ROBIN HOOD–IL VALORE DELLA GIUSTIZIA@Teatro Greco: un supereroe direttamente dal Medioevo

In scena al Teatro Greco fino al 12 aprile il musical diretto da Paolo Gatti, con le musiche e libretto di Simone Martino e Giuseppe Cartellà.

“Anno Domini 1185”, annuncia una voce fuori campo, mentre, prima che lo spettacolo abbia inizio,i riflettori illuminano a turno i personaggi, in posa sul palcoscenico buio. Di spalle, dietro a tutti quanti, con le braccia aperte e il mantello rosso c’è re Riccardo Cuor di Leone, che intonerà il rimo canto della rappresentazione: “Vi narrerò la storia di un uomo, esempio di grande virtù.. vi narrerò del prode Robin Hood”. Poco dopo il sovrano sarà rapito e imprigionato da suo fratello Giovanni e la sua cricca di malfattori, e il mitico arciere, noto per “rubare ai ricchi e donare ai poveri”, dovrà liberarlo, affrontando numerosi pericoli e spietati nemici. Alla fine riuscirà nel suo intento: Riccardo Cuor di Leone potrà tornare a governare rettamente l’Inghilterra e il leggendario eroe convolerà finalmente a nozze con la sua amata Lady Marian.

Lo spettacolo è diviso in due atti. L’arredamento scenico riproduce in modo suggestivo ambientazioni medievali. Sulla sinistra è posto il trono del re, sulla destra un arco in pietra, ingresso di una chiesa, e al centro una costruzione su due piani: al piano inferiore vediamo le sbarre di una prigione, mentre a quello superiore una terrazza, con due bandiere ai lati. Le luci giocano un ruolo molto importante, accompagnando le scene ed enfatizzando il messaggio dei canti con diversi colori e intensità. I costumi degli attori ricalcano modelli di foggia medievale e Robin, come da leggenda, indossa il suo tradizionale cappello con la piuma.
Tutti gli interpreti sono ottimi cantanti, hanno buone estensioni vocali e sono molto espressivi. Vi sono numerosi momenti comici e particolarmente divertenti sono i dialoghi tra il principe Giovanni (Daniele Derogatis) e la sua perfida aiutante Lady Sibilla (Mariagrazia Di Valentino), nonché le scene in cui è presente la guardia Bronco (Antonio D’Onofrio). Alla recitazione e al canto si affianca talvolta anche la danza, che contribuisce a rendere l’azione più animata e coinvolgente.

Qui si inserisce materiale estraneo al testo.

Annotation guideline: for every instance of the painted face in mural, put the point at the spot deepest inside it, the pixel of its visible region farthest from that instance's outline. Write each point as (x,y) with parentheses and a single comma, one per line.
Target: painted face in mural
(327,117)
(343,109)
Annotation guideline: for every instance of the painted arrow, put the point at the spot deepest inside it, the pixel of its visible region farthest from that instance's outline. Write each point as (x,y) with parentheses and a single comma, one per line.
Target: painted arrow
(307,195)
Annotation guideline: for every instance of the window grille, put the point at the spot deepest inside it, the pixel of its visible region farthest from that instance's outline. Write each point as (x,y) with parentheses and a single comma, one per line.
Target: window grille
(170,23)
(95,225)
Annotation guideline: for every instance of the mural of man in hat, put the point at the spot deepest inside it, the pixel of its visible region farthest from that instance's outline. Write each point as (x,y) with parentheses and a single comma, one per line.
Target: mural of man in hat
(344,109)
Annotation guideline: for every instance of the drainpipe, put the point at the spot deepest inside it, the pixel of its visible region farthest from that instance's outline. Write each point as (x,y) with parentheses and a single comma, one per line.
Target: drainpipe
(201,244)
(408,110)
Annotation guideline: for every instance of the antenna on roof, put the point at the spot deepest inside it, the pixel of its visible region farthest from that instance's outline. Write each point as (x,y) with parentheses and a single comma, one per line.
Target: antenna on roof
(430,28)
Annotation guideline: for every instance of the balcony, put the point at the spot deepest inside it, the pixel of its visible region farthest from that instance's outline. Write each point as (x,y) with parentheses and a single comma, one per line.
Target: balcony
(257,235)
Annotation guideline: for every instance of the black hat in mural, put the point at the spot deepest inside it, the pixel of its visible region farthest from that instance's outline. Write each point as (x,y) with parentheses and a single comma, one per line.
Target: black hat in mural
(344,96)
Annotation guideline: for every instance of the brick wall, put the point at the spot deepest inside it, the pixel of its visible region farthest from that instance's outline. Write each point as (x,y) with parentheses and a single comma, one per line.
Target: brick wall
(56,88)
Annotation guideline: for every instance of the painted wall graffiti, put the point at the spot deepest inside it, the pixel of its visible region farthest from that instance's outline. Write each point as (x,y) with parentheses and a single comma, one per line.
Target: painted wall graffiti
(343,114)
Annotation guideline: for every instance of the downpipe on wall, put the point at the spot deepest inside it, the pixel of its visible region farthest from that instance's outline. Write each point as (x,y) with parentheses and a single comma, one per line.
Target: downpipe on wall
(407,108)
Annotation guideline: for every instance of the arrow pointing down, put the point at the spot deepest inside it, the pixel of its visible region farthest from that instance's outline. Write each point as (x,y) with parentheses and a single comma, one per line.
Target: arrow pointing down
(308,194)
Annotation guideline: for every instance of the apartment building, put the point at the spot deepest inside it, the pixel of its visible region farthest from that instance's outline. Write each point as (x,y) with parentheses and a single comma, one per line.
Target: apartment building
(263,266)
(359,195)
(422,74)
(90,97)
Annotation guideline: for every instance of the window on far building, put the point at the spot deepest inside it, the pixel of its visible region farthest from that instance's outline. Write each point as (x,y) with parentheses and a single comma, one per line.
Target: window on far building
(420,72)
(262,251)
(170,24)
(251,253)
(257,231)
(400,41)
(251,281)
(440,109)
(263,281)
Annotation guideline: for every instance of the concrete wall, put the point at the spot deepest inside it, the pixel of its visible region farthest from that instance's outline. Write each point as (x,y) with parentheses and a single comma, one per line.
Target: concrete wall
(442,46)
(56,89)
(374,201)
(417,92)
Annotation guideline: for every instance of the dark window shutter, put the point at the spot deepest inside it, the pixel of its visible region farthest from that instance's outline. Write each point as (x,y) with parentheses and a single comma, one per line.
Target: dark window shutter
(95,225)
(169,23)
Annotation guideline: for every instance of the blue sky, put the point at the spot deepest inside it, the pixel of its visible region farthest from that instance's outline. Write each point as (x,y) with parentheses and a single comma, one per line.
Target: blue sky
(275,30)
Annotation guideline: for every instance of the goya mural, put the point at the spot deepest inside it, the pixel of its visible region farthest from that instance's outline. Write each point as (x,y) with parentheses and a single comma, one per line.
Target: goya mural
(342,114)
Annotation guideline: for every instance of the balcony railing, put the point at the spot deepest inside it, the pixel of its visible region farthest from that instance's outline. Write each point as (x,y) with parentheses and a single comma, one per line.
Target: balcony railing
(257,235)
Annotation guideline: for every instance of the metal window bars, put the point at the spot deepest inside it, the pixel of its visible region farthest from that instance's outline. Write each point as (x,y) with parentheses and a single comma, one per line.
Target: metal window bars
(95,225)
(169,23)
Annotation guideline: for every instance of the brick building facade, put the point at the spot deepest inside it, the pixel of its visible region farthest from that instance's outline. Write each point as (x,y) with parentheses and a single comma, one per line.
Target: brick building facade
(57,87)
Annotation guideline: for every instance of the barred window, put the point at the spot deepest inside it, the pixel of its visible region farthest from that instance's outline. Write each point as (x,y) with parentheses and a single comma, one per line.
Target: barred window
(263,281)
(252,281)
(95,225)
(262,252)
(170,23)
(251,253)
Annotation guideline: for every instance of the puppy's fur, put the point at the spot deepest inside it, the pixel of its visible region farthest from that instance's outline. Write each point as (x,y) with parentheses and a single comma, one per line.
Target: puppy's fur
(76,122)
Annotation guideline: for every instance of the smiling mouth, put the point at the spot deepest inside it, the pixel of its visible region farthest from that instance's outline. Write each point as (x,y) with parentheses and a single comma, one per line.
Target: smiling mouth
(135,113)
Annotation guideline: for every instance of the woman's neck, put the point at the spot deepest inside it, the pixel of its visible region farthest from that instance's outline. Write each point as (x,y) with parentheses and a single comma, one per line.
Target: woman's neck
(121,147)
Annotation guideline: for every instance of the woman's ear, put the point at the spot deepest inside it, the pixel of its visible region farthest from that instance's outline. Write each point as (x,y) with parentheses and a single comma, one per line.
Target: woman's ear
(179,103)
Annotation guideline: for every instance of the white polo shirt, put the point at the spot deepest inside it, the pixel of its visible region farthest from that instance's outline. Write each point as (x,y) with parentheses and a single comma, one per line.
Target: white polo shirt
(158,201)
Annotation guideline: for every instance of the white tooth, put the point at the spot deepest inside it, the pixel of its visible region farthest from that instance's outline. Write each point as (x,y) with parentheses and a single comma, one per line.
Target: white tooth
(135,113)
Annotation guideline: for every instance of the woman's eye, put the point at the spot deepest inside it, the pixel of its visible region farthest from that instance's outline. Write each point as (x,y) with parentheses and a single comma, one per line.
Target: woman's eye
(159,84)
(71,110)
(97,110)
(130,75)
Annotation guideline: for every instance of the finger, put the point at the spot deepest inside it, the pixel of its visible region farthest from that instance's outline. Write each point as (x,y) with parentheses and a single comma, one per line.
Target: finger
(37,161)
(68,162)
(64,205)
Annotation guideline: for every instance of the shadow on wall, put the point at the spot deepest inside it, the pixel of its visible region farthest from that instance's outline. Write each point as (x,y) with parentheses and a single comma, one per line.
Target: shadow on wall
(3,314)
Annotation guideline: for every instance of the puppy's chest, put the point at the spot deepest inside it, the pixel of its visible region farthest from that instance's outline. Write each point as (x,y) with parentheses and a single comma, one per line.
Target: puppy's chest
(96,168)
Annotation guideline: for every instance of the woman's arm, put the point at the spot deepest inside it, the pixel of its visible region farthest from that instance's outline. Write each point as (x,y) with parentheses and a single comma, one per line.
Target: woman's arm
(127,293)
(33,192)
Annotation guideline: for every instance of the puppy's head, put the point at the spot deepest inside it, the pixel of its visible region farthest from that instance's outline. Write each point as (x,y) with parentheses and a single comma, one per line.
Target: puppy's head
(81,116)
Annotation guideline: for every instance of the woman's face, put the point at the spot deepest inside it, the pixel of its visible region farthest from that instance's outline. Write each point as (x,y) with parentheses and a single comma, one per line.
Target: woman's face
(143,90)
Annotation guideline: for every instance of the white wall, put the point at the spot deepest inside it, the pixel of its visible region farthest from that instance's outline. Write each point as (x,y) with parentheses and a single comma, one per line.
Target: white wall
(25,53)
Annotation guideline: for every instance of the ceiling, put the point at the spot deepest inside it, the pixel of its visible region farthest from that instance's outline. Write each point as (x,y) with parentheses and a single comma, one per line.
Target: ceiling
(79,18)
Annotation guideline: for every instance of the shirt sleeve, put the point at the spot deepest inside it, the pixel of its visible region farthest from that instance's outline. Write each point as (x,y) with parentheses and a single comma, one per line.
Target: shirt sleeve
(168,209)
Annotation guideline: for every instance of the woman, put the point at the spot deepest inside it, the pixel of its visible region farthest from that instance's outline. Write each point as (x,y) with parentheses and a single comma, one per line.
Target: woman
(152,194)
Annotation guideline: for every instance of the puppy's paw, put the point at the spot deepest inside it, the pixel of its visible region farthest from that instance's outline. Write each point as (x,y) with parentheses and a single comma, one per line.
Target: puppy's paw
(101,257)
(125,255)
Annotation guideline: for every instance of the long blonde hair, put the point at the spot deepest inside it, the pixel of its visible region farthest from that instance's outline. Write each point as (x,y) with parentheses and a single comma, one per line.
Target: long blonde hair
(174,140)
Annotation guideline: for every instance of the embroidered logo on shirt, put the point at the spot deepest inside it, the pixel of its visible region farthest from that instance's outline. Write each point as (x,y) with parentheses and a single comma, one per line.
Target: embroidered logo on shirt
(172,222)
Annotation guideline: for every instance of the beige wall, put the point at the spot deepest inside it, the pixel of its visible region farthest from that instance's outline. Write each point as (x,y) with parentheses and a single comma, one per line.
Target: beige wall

In questa rappresentazione si vuole mettere in scena la tematica della tensione tra bene e male, tra giustizia e ingiustizia, tra virtù e vizio, ma i toni risultano forse un po' troppo manichei perché ne risulti un’indagine approfondita. I cattivi sono solo cattivissimi e i buoni sono solo buonissimi, andando a penalizzare lo spessore psicologico dei personaggi. Troviamo inoltre il classico ruolo dell’eroe onnipotente, che da solo con le sue forze (e l’ausilio di qualche aiutante) sfida il pericolo, risolve i problemi e, addirittura, porta la giustizia e la libertà nella propria patria (“L’Inghilterra confida in te, favoloso eroe”). Accompagnato da melodie solenni e da luci che simulano un’alba dorata, il popolo prepara il suo riscatto (“Noi non abbiam timore, ma solo forza e onore”) e ottiene finalmente giustizia nel riportare il re sul suo trono (momento nel quale arte l’inno inglese).

Per quanto a livello tecnico si tratti di uno spettacolo ineccepibile, la semplificazione dei personaggi e del messaggio globale lo rende forse più adatto a un pubblico di bambini o comunque a un’aspettativa di mero intrattenimento.